The officers of this Society shall be the President, the Vice President (who shall be the President-elect also), and the Secretary-Treasurer. The President shall serve for a term of one year as will the Vice President who shall automatically become President. The Secretary-Treasurer shall serve for a term of three years.

ARTICLE VI

EXECUTIVE COUNCIL

he Executive Council shall consist of the President, the Vice President, The Secretary-Treasurer,  the three (3) most recent Past- Presidents, up to five (5) At-Large members, a website liaison, a resident liaison, a Naffziger historian, and staff, as required, including an Executive Secretary. At-large members and the website liaison shall serve for three-year terms. The Executive Council shall meet at least once a year before the Annual Business Meeting for consideration of the issues and problems to be presented to the Society membership.

ARTICLE VII

DUTIES OF THE OFFICERS

Section I: It shall be the duty of the President to preside at all meetings of the Society and its Executive Council and to appoint members of standing, ad hoc and accounting committees, the latter to review records of the Secretary-Treasurer at each Annual Meeting.

Section II: In the absence of the President, the Vice President (the President-elect) shall preside, and in his absence, the Secretary-Treasurer shall preside.
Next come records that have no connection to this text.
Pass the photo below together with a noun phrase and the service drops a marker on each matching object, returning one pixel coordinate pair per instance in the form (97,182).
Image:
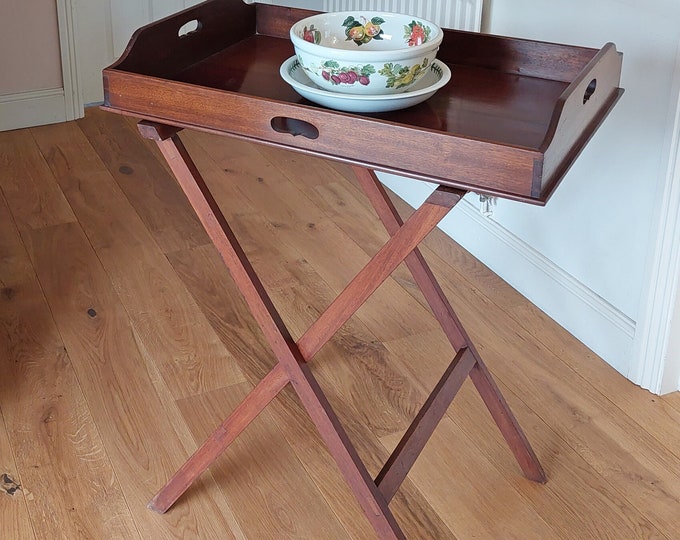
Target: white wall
(583,259)
(586,258)
(35,78)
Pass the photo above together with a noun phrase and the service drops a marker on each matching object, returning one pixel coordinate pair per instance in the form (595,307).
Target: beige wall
(29,46)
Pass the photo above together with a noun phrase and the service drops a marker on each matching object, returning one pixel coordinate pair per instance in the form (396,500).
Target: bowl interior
(366,31)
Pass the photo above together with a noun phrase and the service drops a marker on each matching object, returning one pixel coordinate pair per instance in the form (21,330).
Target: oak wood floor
(123,343)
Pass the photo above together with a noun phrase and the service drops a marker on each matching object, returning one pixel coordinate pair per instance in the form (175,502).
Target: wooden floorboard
(123,343)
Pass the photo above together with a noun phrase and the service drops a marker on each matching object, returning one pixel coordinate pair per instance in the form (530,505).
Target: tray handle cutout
(590,90)
(191,27)
(283,124)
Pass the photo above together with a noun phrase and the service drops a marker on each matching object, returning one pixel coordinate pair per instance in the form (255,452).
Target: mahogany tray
(511,121)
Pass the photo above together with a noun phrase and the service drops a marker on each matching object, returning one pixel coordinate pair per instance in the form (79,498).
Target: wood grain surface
(123,343)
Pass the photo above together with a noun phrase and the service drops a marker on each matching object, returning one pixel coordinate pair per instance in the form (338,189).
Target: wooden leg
(293,367)
(223,436)
(480,375)
(412,443)
(291,360)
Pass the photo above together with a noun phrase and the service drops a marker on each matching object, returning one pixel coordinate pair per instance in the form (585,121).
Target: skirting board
(33,108)
(587,316)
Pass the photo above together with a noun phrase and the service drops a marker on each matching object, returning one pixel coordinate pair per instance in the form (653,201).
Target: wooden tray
(511,121)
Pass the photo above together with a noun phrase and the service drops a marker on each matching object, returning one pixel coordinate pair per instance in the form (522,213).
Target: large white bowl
(365,52)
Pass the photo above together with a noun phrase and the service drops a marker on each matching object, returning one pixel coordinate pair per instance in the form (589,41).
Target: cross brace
(293,357)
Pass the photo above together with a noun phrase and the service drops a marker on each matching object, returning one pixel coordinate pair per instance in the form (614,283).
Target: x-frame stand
(293,357)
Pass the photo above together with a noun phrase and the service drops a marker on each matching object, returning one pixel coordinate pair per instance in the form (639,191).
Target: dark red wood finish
(510,122)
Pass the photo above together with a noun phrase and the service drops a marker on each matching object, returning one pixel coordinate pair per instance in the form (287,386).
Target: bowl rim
(364,55)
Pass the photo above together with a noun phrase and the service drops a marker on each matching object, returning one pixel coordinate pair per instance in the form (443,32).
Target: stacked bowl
(365,62)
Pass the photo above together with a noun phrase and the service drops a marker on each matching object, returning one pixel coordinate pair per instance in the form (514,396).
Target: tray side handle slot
(581,108)
(525,57)
(170,45)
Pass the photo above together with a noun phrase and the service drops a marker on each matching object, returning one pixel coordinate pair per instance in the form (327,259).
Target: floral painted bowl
(365,52)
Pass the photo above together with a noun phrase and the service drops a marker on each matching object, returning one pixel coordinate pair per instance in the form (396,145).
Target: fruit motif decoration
(364,32)
(311,34)
(399,76)
(416,34)
(333,73)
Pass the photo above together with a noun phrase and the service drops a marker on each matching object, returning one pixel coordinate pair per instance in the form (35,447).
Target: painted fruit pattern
(333,73)
(363,31)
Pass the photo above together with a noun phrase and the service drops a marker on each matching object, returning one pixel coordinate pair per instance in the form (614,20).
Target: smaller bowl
(372,53)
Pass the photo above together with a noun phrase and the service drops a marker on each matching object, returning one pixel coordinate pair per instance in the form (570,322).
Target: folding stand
(293,357)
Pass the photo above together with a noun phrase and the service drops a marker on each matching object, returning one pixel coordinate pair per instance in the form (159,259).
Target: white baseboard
(33,108)
(595,322)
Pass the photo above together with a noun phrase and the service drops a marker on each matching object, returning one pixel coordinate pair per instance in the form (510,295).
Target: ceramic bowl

Section III: It shall be the duty of the Secretary-Treasurer to keep a true and correct record of the proceedings of the meetings of the Society and its Executive Council,
and to preserve all records of the Society. He shall report unfinished business of the previous meetings and the deliberations of the Executive Council. He shall conduct all official correspondence of the Society, collect its dues and maintain its financial records.
He shall be responsible for all expenses and payments and shall present an annual report of the financial condition of the Society.

Section IV: Each At-Large member shall serve on the Executive Council for two years, and shall be chosen from the younger members of the Society.

ARTICLE VIII

Amendments to the constitution or bylaws shall be presented at the Annual Meeting and must be approved by a simple majority vote of those present for further consideration. A written or electronic copy of the amendment shall be sent to the membership at least one month before the Annual Meeting.

BY-LAWS

1.  Meetings – There shall be one meeting per year. The date of each meeting shall be set by the Executive Council. Special meetings may be called at any time by the President and it shall be his duty to do so upon written request of any three members of the Society.

2.  Quorum – Any number of members present at the Annual Meeting shall constitute a quorum for the transaction of Society business. An affirmative vote of two-thirds of those members present shall be required for all actions of the Society.

3.  Dues

Lifetime Members shall not be required to pay dues as a condition of membership. It is expected that Members will provide an annual society contribution both in gratitude for the training that they received and also to support the education of current UCSF surgery residents. Suggested levels of contribution shall be determined by the Executive Council.

Associate Members shall be expected to pay dues on admission to the Society and on an annual basis. The amount requested shall be determined by the Executive Council. The Council may drop from membership any Associate Member who no longer contributes in any way to promote the goals of the Society.

Note: The Constitution and Bylaws and their history were reviewed and confirmed by the Executive Council in January 2015.